Town plan calls for retail site

Mulling continues over zoning for shopping.

By: Al Wicklund
   MONROE — A proposed amended Master Plan that includes 6-acre, single-family building lots in the southern part of Monroe Township and a retail site in the northern part, had its first night of a public hearing Monday.
   Planning Board Chairman David DeMarco said the hearing will be continued 7 p.m. June 23.
   The Planning Board could then adopt the revised Master Plan. When approved, the plan will go to the Township Council which will make the necessary changes in zoning.
   The Master Plan had its last major amendments made in 1998.
   The biggest change in the 2003 plan is the residential/farmland zone, a 5,400-acre area that follows the boundaries of the previously designated Agricultural Development Area that will require a minimum of 6 acres for a residential building lot. The previous lot size was 3 acres.
   Township Engineer Ernie Feist said Wednesday the doubling of the required acreage for a building lot increase the number of houses that could be built in that area by 50 percent.
   The area covers acreage on both side of Federal Road from Cranbury Township line to Manalapan Township.
   Looking at the area’s zoning history, Mr. Feist said what is now zoned for 3 acres — and probably will be for 6-acre lots — was once zoned for three-quarter-acre building lots.
   He said a good part of the 5,400 acres is currently in farmland, heavily wooded or wetlands.
   Mr. Feist said a retail area at the juncture of Spotswood-Englishtown Road and Mounts Mills Road could give residents of that area a much needed, more convenient option for shopping.
   Mr. DeMarco said before the 7 p.m. public hearing began that there would be an 11 p.m. cutoff time. The speakers – 19 of them – kept their comments to the point and the meeting was ended by 10.
   Mayor Richard Pucci, however, requested before the hearing began that the board not vote that evening, but hear everyone and schedule a second meeting to allow for additional comment and changes in the Master Plan maps adjusting for typographical errors and other possible adjustments suggested during the hearing.

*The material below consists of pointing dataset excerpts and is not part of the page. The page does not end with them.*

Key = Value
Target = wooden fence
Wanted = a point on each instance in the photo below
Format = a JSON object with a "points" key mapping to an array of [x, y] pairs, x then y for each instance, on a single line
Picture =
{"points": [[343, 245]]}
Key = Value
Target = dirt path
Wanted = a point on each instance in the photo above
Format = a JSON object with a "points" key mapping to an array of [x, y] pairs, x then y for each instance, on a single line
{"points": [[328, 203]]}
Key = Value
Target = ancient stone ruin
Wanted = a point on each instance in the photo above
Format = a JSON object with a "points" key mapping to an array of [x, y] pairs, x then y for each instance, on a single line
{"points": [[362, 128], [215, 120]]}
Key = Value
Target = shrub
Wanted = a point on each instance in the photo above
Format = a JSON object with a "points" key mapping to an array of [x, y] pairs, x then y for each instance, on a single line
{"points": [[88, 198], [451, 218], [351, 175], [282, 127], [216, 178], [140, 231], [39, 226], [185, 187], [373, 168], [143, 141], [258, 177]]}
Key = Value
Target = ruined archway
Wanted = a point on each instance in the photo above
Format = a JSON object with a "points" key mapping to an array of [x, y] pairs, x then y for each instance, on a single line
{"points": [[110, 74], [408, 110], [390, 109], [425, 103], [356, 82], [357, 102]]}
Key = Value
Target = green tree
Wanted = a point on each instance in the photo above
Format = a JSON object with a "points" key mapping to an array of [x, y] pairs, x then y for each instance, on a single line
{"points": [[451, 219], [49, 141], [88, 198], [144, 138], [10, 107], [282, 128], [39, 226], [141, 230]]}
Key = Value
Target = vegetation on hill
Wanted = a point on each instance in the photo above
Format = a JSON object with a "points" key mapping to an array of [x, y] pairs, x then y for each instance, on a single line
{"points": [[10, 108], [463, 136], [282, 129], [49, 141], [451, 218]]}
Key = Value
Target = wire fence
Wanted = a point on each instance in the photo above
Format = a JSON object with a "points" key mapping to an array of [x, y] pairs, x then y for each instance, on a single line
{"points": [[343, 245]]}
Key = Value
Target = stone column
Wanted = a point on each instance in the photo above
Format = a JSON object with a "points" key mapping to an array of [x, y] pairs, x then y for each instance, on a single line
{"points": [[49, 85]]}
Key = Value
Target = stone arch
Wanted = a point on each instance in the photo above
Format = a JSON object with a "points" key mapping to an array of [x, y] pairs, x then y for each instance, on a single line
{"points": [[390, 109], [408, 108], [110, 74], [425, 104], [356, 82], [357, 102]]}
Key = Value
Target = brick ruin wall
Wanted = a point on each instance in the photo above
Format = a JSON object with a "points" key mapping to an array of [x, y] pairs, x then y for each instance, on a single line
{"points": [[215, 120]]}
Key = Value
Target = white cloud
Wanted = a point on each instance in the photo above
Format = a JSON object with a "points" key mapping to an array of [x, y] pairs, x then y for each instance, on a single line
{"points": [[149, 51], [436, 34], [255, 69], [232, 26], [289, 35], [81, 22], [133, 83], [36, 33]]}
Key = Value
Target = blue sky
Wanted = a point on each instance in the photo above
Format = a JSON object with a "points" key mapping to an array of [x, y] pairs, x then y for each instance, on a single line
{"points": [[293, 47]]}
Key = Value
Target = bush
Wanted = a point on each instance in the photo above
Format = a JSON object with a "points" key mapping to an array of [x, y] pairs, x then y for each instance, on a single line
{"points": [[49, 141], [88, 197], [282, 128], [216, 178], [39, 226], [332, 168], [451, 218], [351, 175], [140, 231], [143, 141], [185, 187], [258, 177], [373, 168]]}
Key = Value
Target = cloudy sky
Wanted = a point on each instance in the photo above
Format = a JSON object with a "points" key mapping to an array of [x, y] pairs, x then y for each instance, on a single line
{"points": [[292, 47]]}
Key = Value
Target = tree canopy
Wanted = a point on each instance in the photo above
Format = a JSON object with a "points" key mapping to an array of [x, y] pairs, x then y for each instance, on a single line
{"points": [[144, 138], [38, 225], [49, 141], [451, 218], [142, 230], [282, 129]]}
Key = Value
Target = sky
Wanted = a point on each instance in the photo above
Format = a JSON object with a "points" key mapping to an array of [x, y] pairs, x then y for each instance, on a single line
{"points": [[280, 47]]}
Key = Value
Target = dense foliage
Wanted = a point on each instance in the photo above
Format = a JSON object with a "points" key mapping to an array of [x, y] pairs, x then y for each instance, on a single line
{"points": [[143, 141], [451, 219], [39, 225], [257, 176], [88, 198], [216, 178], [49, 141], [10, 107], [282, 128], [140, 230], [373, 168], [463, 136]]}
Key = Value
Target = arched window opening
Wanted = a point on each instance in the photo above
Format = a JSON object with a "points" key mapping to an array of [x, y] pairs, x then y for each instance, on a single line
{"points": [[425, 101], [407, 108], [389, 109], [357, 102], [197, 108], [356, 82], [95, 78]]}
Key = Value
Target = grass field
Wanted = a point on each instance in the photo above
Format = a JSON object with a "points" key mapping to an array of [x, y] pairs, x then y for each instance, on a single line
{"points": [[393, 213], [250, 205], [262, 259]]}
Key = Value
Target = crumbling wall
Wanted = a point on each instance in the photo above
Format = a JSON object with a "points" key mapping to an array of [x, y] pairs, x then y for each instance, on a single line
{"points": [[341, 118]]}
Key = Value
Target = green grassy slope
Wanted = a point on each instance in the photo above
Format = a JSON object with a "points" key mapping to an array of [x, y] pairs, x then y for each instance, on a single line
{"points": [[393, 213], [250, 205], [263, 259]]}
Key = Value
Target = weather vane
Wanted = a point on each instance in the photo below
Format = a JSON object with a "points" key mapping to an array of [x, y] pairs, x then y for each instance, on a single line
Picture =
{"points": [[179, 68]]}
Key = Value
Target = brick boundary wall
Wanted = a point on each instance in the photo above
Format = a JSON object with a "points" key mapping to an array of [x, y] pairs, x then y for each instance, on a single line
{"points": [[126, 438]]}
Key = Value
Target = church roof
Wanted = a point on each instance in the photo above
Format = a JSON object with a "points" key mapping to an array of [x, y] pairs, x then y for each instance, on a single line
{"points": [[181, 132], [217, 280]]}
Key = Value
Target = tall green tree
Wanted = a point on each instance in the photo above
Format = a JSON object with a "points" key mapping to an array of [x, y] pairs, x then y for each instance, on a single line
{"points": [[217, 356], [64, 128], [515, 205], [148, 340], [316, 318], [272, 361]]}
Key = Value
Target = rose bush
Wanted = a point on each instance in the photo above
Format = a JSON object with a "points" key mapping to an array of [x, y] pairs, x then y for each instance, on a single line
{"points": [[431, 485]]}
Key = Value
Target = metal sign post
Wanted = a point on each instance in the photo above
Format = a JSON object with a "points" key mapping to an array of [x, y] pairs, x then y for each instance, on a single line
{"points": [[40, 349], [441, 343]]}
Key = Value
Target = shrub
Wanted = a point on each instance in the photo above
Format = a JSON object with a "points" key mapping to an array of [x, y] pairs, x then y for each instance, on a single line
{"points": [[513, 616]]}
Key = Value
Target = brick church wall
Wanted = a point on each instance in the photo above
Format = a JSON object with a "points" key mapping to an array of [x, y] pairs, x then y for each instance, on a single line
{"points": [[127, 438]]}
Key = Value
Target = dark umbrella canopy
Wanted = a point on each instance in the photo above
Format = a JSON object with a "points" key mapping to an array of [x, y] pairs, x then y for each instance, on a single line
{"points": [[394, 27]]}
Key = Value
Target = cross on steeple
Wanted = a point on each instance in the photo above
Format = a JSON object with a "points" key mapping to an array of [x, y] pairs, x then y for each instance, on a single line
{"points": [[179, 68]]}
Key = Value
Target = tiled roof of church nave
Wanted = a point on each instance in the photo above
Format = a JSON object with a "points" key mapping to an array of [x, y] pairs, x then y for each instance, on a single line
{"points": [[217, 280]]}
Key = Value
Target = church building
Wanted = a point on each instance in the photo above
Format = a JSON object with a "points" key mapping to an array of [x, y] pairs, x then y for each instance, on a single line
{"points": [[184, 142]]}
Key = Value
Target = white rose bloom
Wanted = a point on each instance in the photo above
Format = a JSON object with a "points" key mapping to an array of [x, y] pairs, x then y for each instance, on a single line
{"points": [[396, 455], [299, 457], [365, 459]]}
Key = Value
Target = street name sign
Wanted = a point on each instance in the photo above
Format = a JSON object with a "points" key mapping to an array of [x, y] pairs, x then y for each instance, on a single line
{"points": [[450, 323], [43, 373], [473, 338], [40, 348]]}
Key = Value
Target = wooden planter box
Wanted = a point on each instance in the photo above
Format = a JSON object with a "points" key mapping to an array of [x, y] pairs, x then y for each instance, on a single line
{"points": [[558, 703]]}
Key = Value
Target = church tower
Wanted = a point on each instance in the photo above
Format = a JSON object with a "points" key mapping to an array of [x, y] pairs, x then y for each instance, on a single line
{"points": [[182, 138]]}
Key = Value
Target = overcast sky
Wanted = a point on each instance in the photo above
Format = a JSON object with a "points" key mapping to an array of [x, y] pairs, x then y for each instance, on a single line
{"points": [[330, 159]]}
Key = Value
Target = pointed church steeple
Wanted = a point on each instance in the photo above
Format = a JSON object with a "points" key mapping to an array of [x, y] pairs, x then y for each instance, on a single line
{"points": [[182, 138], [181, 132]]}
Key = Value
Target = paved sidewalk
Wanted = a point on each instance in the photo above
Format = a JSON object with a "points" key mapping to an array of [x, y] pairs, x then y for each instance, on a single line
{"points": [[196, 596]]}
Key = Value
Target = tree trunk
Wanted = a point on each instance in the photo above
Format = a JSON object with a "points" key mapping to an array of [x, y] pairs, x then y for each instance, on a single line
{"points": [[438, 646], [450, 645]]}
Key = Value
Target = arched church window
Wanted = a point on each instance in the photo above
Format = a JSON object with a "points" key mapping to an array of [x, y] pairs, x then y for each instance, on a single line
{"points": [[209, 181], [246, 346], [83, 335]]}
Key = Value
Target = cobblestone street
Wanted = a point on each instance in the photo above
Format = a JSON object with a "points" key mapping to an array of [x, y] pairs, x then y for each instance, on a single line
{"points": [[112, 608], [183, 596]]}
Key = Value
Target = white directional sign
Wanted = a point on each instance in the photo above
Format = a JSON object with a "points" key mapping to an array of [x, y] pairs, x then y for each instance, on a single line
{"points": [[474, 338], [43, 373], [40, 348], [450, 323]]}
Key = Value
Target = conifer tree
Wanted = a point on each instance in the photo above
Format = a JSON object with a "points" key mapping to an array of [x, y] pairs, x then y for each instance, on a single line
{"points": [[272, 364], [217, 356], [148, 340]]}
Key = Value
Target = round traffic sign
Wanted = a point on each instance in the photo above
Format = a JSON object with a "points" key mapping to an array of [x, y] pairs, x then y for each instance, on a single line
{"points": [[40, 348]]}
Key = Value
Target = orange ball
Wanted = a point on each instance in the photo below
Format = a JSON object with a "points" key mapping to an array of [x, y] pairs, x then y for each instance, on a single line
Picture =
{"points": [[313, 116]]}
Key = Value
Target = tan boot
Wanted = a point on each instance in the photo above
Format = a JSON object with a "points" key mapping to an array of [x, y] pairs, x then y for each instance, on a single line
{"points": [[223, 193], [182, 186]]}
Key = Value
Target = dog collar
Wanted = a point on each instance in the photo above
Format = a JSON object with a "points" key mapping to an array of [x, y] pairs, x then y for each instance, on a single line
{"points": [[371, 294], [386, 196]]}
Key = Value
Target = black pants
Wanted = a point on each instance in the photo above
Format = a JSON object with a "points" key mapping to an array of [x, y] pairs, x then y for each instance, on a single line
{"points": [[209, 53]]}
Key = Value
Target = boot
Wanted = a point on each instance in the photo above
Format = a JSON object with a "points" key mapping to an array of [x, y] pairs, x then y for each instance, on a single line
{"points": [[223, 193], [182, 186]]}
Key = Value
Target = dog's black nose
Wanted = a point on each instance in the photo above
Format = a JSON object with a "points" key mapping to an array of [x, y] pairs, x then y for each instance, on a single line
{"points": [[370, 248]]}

   Those who spoke at the hearing covered a wide range of subjects.
   Edward Cohen of Chichester Place, who worked on the East Brunswick Master Plan, and Roger Dreyling of Perrineville Road stressed the need to control development.
   Mr. Cohen said there’s a need to ease the strain growth is placing on the school system.
   Mr. Dreyling favored the change from 3-acre to 6-acre zoning. He spoke for hiking trails on high, dry ground and was the lone voice to question what’s being done to save wildlife.
   Warren Barnes of Schoolhouse Road said the historic site of George Washington’s troops’ encampment the night before the Battle of Monmouth should be saved.
   Irwin Kesner of the Encore community told the board that those interested in the hobby of flying radio-controlled model airplanes were looking for small piece of property to use.
   Morley Melvin of Greenbriar at Whittingham said Monroe is "the only place in the United States" where houses are placed without regard to providing shopping centers.
   Cindy Dziemba-Paglia, an opponent of putting the new high school on Thompson Park land, said, "With 63 percent of the township undeveloped it’s hard to believe there’s nothing else available (for a high school site)."
   Harold Lichtman and Nancy Prohaska also expressed their disappointment in the proposed used of parkland for a school.
   Ruth Banks of Lee Lane, president of the Monroe Township League of Women Voters, said the league’s concern for conservation of natural resources has led to a support for planning to save these resources with a focus "on rivers, streams and brooks, wetlands and flood plains, watersheds and aquifers; on water pollution from runoffs of fertilizers and pesticides and contaminated sites; (and) on availability of potable water in the future."